URLValidator should allow underscores in local hostname

[Arthur Debert]

Underscores are valid in local hostnames, as per RFC 1178.

The current validator is too strict. Local hostname can include (and also start) with an underscore.

[Arthur Debert]

Pull request sent from ​https://github.com/arthur-debert/django/tree/ticket_20264

[Baptiste Mispelon]

Hi,

RFC 1178 says "Don't use non-alphanumeric characters in a name" and according to its first paragraph, it's merely a set of guidelines.

For more technical details, the wikipedia article on hostnames has some good references: ​https://en.wikipedia.org/wiki/Hostname#Restrictions_on_valid_host_names

The valid characters according to RFC 952 are [a-z0-9-], which is what django uses.

[Arthur Debert]

Hi

I've ran into this from such URLs we are seening in the wild. A great number of tools ( popular browsers, curl, wget , BIND) will allow for such addresses (underscore in the local part). I wonder if a de-facto standard could be in place here?
This stackoverflow answer gives a different reading from RFC 2181 ​http://stackoverflow.com/a/2183140/65490 .

Thank you

[Baptiste Mispelon]

My apologies, it seems I got confused between host names and domain names, which have different sets of allowed characters (the domain names do allow underscores, as noted in the wikipedia article that I linked to).

I'm reopening this but leaving it as Unreviewed for now.

You seem to have a good case that the current regex is incorrect, but I want to double-check.

Thanks.

[Florian Apolloner]

An underscore is not valid as per RFC-952 (we are talking hostname in URLs and not DNS records, I am aware that DNS records like srv require/allow underscores). RFC-1123 section 2.1 later on relaxed that but still didn't allow an underscore. RFC-2821 increased the length, but again, no adding of underscore.

To answer:

I've ran into this from such URLs we are seening in the wild. A great number of tools ( popular browsers, curl, wget , BIND) will allow for such addresses (underscore in the local part).

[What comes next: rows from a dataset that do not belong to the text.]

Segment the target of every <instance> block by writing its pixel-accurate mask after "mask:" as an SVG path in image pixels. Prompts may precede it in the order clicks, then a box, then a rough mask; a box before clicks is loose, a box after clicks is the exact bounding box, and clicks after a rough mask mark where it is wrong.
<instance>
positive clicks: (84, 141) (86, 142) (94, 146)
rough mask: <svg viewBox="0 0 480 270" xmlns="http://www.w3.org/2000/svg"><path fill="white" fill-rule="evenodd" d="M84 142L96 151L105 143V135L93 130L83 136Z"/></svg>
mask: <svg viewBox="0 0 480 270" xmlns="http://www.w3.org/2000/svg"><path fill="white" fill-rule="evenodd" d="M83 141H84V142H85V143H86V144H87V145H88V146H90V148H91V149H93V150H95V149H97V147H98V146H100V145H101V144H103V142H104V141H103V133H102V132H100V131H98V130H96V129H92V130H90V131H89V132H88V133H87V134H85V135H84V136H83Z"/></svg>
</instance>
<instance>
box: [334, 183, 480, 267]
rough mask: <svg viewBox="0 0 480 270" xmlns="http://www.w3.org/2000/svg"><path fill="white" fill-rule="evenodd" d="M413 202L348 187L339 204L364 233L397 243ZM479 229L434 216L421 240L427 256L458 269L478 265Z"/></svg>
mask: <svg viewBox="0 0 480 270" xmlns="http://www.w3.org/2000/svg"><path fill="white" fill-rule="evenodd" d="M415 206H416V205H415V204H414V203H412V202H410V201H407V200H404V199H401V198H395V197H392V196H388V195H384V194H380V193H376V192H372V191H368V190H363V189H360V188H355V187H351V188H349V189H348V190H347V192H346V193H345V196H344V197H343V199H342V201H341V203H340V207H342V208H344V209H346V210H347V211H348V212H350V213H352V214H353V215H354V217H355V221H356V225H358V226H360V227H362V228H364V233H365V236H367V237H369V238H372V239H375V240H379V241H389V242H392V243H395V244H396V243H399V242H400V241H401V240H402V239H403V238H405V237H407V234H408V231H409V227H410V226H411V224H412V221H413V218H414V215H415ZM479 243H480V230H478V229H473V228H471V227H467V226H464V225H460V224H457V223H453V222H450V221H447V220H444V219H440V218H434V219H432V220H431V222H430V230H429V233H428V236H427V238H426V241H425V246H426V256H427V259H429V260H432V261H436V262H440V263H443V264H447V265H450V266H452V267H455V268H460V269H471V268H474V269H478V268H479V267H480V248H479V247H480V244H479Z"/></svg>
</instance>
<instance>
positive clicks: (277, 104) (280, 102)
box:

Browsers do whatever they think is best, from their point of view it obviously makes no sense to disallow underscores. BIND obviously has no reason to disallow it either since it's valid for DNS records (yes, most likely even for A-records, which still doesn't make them valid with regard to the HTTP rfc + related ones)

[anonymous]

FWIW

per ​http://networkadminkb.com/KB/a156/windows-2003-dns-and-the-underscore.aspx

"Is the underscore a supported character for DNS hostnames (my_hostname.domain.com)?
Yes, RFC 2181 added support for the underscore and other non-English characters. Prior to RFC 2181, RFC 1035 explicitly limited the character for use in hostnames to English letters, numbers, and a hyphen."

[anonymous]

Did you read RFC 2181? That link appears to be opportunistic MSFT interpretation of RFC 2181 to address NETBIOS naming. See ​http://technet.microsoft.com/en-us/library/cc959336.aspx for more of that justification. RFC 2181 doesn't specifically say anything about changing what is valid in a hostname it just talks about what can be in a DNS entry and completely punts on whether clients will or should accept it. Compare that to RFC 1123 which is very specific on its subject and it doesn't look to me like 2181 is reasonably interpreted as overriding 1123 in general. OTOH 1123 is completely clear that it updates 952.

[Hasan Alayli]

Since all major browsers support underscores, and DNS allows underscore domains, it's bound that when URLValidator is used to validate a user's input it will fail unexpectedly from the user's perspective.

Strictly abiding by the RFC with complete disregard to pragmatism makes no sense. The least this highly opinionated class can offer is a strict flag.

[Tim Graham]

Please see TicketClosingReasons/DontReopenTickets, thanks!